Thinking Of Beginning A New Life Without Booze?

Posted by Tony Cooper on

Thinking Of Beginning A New Life Without Booze?

It took me seven years to kick my alcohol addiction. Seven long years of trying and failing to stop drinking alcohol after 35 years of consistent heavy boozing. If you are struggling to come to terms with your alcohol addiction, then you have landed at your final destination, because I made this website for you.

I built this site to help people come to terms with their excessive drinking and realise that it is the cause of all their problems and misery rather than their saviour. Alcohol may give you temporary relief from your life problems, but it exacts a terrible price for it. Consistent heavy drinking can also make you depressed long term, without you even realising it, as well as storing up a myriad of other health problems.

I'm not against people drinking. Not at all. For those who can have one or two drinks and then stop I wish you the best of health. But for many hundreds of thousands of individuals, it has become a millstone around their neck that they would be much better off without. The problem is that when you realise you are drinking too much, it's too late. The alcohol has taken you.

So to begin with, you are here, and you are reading this, and you are wondering if you have a problem with alcohol. Am I an alcoholic? That is the question you want answering.

An alcoholic presents a typical stereotype with which we can all identify. Drinking from a brown paper bag while idly whiling away the time on a park bench. Sinking their first drink before breakfast, drinking every day, smelling of whisky or other spirits, dirty, unkempt clothes.

That's most people's acceptance of what it means to be an alcoholic. But in reality, there is a vast swathe of the population that simply drinks too much and finds it hard to stop once they get going. Because it is socially acceptable to drink, getting drunk is considered the normal thing to do.

Just because you don't conform to the stereotype doesn't mean it is OK to continue binge drinking your way into the grave. Alcohol is a very powerful drug that changes the way your brain processes information. After an extended period of consistently using alcohol, your brain has become used to the rush of Dopamine that the first drink brings. Once you've had one drink, all bets are off.

You may not be an alcoholic in the commonly accepted use of the word, but you know you drink too much.
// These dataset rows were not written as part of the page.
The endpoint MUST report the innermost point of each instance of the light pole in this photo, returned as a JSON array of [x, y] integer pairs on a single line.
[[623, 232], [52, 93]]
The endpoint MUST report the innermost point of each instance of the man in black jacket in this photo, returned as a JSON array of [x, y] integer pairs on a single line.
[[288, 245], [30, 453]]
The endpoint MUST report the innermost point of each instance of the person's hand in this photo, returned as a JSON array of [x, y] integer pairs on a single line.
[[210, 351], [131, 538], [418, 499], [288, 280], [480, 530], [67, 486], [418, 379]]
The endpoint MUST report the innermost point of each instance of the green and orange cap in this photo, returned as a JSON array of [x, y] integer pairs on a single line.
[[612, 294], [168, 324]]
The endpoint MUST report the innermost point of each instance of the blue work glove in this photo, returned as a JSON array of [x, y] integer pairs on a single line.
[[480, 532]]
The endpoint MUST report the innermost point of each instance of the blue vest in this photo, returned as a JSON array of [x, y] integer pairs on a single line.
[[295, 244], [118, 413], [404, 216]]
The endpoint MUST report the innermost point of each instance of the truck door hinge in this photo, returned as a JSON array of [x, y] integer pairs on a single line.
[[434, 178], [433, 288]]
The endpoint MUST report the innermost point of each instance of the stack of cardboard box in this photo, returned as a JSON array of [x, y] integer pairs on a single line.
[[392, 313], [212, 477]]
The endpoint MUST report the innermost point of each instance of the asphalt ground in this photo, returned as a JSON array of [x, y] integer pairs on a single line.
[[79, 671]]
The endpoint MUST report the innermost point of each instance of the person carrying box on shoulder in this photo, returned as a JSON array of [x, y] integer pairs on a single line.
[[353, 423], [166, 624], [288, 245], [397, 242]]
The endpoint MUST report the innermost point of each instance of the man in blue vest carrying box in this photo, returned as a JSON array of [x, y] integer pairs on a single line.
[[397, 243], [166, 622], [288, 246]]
If you wake up in the morning and vast tracts of time from the night before have gone missing, or you regularly have to turn detective to find out what you did the evening before then you are well on your way to becoming a fully paid up member of the club.

Things Don't Get Better From Here; They Only Get Worse. 

The sad truth is that in modern western society those that don't drink are considered abnormal or unsocial when in fact the opposite is true. In the early days of abstinence, I lost count of the number of times I was called “boring” halfway through the evening only to be the last one standing when the clock ticked over into the early hours or it came to singing “Auld Lang Syne.” Last year I saw in the New Year on my lonesome, because everyone else was passed out 11 PM 

Even though the very idea of being sober at a party or when you next go out with your mates scares the hell out of you, once you get used to it you'll never want to go back. You've been brainwashed into thinking that alcohol is required to have a great time.

It's not the amount you drink that defines whether or not you are an alcoholic. It is how alcohol is affecting your life that is the important thing. Just because you have mates who drink more than you and don't consider themselves to be alcoholic doesn't mean that they hate themselves any less when they wake up with yet another hangover and spend yet another wasted day in bed.

If alcohol is interfering with your enjoyment of life then it's time to stop drinking and time to start partying!